Figure CO 5.2: Show related charts on one page

Different from small multiples, related charts cover different topics (different measures) on one page. They mostly use different scales, too. This arrangement of charts on one page is sometimes called multi-charts. But the term multi-charts fails to underline the fact that these charts must have a useful relationship. It does not make sense to arrange several, completely unrelated charts on one page.

This approach offers high data density and a higher level of comparability but it can be a demanding visual and technical challenge as a uniform notation concept, clear terms, and an understandable scaling prove even more important (see Figure CO 5.2).

Figure CO 5.2-1: Page showing a ratio tree

Consistent scaling of multi-charts can be difficult. Sometimes different scales for the same unit or measure are inevitable. In this case, clearly indicate the use of a different scale by an appropriate mean, e.g. scaling indicators.

Ratio trees are multi-charts showing root causes. Use ratio trees to prove or explain a specific issue. Pointing out the assumptions and root causes of variances or temporal evolvements improves understanding and is more convincing, too. In general, the ratio is broken down into its components (mostly from left to right). Thus individual charts, preferably identical size, are arranged in a tree shape structure.

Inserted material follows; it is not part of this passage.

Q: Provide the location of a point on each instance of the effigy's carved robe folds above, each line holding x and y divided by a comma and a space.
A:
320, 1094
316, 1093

Consistent scaling of ratio trees can be difficult. Sometimes different scales for the same unit or measure are inevitable. In this case, clearly indicate the use of a different scale by an appropriate mean, e.g. scaling indicators.

A typical example of a page showing a ratio tree is the “Return on asset” tree.

CO 5.3 Show chart-table combinations

Combining charts and tables on a page is not to be confused with the integration of chart elements in tables.

Chart-table combinations cover situations where a separate chart is added to a page with a table or vice versa. In general, such a combination is very useful if both objects display supplementary data. Tables simply listing the numbers of a chart are superfluous in most cases (see also UN 2.3 “Unify the position of legends and labels.

CO 5.4 Show charts and tables in text pages

Embedding illuminating charts and tables in the text of a written report helps the reader understanding the message.

Always position charts and tables in close proximity to the phrase carrying the message, which the chart or table supports.

Text pages should contain a title element like other pages. Also use a title and, if possible, a message for every chart and table embedded in a text page.